Case ID: ad3d_125/html/0999-01.html
Source: Caselaw Access Project
Author: {"author": "", "license": "Public Domain", "url": "https://static.case.law/"}
Date Created: 2024-08-24T03:29:51.129683

The People of the State of New York, Respondent, v Aaron Crump, Appellant.
    [1 NYS3d 866]—
   Appeal by the defendant from a judgment of the County Court, Suffolk County (M. Cohen, J.), rendered June 14, 2013, convicting him of criminal possession of a controlled substance in the second degree, criminal possession of a controlled substance in the third degree, criminal possession of a weapon in the second degree (two counts), criminal possession of a controlled substance in the seventh degree, criminally using drug paraphernalia in the second degree (four counts), and crimi nally possessing a hypodermic instrument (two counts), upon his plea of guilty, and imposing sentence. The appeal brings up for review the denial, after a hearing, of that branch of the defendant’s omnibus motion which was to suppress physical evidence.

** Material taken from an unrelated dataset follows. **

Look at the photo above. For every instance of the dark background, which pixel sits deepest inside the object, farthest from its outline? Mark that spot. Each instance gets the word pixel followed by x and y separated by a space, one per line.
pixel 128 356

Ordered that the judgment is affirmed.

The search warrant issued in this case was supported by probable cause (see People v Shulman, 6 NY3d 1, 25-26 [2005]).

The warrantless search of the defendant’s curbside garbage cans was lawful. The Fourth Amendment does not prohibit the warrantless search and seizure of garbage left for collection outside the curtilage of a home (see California v Greenwood, 486 US 35, 37 [1988]). The defendant had no reasonable expectation of privacy in the refuse he placed at the curb (see California v Greenwood, 486 US at 40-41; see People v Ramirez-Portoreal, 88 NY2d 99 [1996]; People v Morales, 197 AD2d 710 [1993]).

The defendant’s remaining contentions are without merit.

Accordingly, the Supreme Court properly denied that branch of the defendant’s omnibus motion which was to suppress physical evidence. Eng, P.J., Austin, Cohen and Barros, JJ., concur.